Por aplastante mayoría

Hombres de la Alcarria, hacia 1950.

 

A veces pasan cosas difíciles de creer cosas como de cuento, como de artificio, extrañas cosas que escandalizan o hieren, generalmente no se ven, se presentan de manera distinta a como son, llegan disfrazadas, se agazapan, lanzan su risotada por la noche pero dejan un cardenalillo amarillento y verde en el alma de quienes fueron sus testigos cada uno en fin lo cuenta a su manera.

El pueblo no se puede decir que está arriba o abajo del monte. Está, como suele ser corriente, a mitad de camino de ambas partes. No es un lugar extraño, por lo demás. Es localizable en cualquier coordenada. Está en la provincia de Guadalajara, cerca del Tajuña. Tiene una carretera pedregosa y un alto cielo azul en primavera. Su alcalde se llama Teodoro. El cura es don Antonio. El médico don Pío. Y el maestro (Señor, qué cosas más raras) se llama don Todoslossantos. A las cuatro de la madrugada, cuando todos duermen, don Todoslossantos da vueltas en su cama. Padece de insomnio. Cuando tenga más años, padecerá, también de la vejiga. Pobre don Todoslossantos, qué porvenir más negro le espera. Tiene ahora los treinta y nueve. Hace años se quiso casar, pero una escena a tiempo le hizo ver la auténtica longitud de la dentadura femenina. Don Todoslossantos es como un trozo de estrella de más perdido en un erial. El lo ignora, y se dedica a dar clases en la escuela. Es hombre de lecturas y pocos posibles. De muchísimas lecturas y poquísimos posibles.

‑ ¡Pero don Todoslossantos! ¿Cuándo se va a comprar usted otra camisa, hombre de Dios? Parece usted un náufrago con esa…

‑Oiga, tía Dolores… que no se me ponga usted…

‑Pero si lo digo por su bien, señor maestro… ¿No se da cuenta que sólo se lo digo por su bien?

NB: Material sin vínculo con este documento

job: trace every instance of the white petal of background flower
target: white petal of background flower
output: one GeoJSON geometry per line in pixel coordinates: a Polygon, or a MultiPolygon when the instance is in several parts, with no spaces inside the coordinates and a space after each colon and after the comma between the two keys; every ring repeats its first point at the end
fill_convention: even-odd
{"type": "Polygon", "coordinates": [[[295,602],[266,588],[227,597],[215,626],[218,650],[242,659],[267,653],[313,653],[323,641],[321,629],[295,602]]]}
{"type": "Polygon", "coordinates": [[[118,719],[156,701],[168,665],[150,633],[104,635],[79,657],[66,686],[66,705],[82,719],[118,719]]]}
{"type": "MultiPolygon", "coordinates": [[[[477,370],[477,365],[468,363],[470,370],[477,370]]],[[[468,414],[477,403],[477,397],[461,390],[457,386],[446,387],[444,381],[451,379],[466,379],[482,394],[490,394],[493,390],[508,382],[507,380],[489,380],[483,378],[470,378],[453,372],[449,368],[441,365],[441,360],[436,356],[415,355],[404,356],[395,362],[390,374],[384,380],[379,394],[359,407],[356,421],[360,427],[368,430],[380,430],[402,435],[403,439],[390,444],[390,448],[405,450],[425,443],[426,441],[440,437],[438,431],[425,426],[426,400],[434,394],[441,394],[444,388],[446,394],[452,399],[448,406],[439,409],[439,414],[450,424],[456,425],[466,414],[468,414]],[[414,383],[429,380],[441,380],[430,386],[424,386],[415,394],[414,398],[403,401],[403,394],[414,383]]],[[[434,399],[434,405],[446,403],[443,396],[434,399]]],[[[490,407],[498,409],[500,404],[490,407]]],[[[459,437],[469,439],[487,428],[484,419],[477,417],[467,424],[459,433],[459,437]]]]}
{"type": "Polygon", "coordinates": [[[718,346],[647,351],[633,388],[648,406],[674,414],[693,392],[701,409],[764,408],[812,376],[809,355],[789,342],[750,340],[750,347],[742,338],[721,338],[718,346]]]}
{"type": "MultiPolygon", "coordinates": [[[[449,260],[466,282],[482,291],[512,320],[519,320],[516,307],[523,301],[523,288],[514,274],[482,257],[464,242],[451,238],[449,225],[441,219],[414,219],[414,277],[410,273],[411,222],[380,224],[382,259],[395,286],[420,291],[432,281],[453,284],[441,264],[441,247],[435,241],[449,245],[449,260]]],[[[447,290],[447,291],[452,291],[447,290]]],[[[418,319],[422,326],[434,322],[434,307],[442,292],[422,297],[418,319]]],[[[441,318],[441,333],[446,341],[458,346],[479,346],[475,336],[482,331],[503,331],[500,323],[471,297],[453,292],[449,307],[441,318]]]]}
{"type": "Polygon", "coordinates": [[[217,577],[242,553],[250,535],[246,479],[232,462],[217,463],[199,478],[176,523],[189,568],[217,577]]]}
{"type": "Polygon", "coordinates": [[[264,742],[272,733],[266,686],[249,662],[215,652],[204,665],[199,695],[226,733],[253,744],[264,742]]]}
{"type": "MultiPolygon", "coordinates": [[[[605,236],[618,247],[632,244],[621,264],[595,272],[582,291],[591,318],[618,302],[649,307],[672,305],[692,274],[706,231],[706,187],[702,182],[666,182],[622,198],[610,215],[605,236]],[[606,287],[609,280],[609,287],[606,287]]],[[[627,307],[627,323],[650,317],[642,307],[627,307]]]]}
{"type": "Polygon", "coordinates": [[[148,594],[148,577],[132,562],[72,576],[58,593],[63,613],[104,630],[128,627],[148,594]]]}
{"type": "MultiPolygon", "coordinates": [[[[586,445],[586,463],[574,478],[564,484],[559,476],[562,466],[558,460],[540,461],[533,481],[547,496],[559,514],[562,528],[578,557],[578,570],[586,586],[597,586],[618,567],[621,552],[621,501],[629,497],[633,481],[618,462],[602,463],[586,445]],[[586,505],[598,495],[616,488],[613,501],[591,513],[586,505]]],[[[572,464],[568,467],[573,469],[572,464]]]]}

Todo se lo toma a mal… No se le va a poder hablar como siga así…

Don Todoslossantos tiene su casa encima de la escuela. La casa es pequeña y generalmente fría. Bastante destartalada y con baldosines rojos. Lo que sorprende en ella son los libros. Hay libros hasta debajo de la cama. No es por exagerar, pero don Todoslossantos tiene anárquicamente distribuidos por toda la casa más de catorce mil libros. Algunas veces se lo dice a alguien y no lo creen… hasta que se dan una vuelta por su jaula, y salen de allí espantados.

Así se explican los escasos posibles de don Todoslossantos. Pero él siempre tiene en la boca aquello de que…

‑ El dinero no da la Felicidad.

– Usted que nunca se ha lanzado por la vida con diez mil pesetas en el bolsillo, don Todoslossantos. ¡Si usted supiera lo que dan de sí diez mil pesetas…! Yo, una vez en Madrid…

–   Pero aun con eso, señor Fede, en Madrid no está la Felicidad.

‑ ¿Pues dónde está entonces? ¿Lo sabe usted, don Todoslos…?

‑Lo sé, señor Fede, lo sé. No se me impaciente ni se me ponga nervioso. Lo sé, y como me cargue usted, se lo digo.

No, don Todoslossantos, por lo que más quiera… no se enfade usted, por favor… yo no quiero molestar.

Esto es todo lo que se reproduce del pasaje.